I congratulate you, a Chathaoirligh, on your election to the most prestigious position of the Upper House, one of the most prestigious positions in the nation — you rank fourth or fifth in those positions. I always made a point of attending the Seanad. I congratulate Members on all sides who have been elected to the Seanad and wish them well in what I hope will be a long period, bringing us up to the year 2002. I will do all I can to assist them. I congratulate Senator Manning, who again leads his party in opposition, and Senator Cassidy, the Leader of the House. I am pleased to have the opportunity to address the Members of the new Seanad on the first day of its assembly. I wish them every success in the important work they will undertake in the time ahead. In particular, I congratulate the newly-elected Members and wish them a long political career.

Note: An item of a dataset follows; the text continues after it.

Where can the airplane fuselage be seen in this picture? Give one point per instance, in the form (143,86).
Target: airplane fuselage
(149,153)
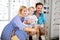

The Bill before the House was presented to the last Dáil on 1 May 1997 by my predecessor, Deputy John Bruton. I acknowledge the contribution he and the former Attorney General, Mr. Dermot Gleeson, senior counsel, made in preparing the Bill. They devoted an enormous amount of time and effort in considering the various constitutional, legal and administrative issues which arose and I thank them most sincerely for that. In the Fianna Fáil general election manifesto there is a commitment to consider the holding of a referendum on the Cabinet confidentiality issue in conjunction with this year's presidential election. In the Progressive Democrats' manifesto there is a commitment to ensure the absolute ban on disclosure of Cabinet discussions can be lifted where disclosure is clearly in the public interest.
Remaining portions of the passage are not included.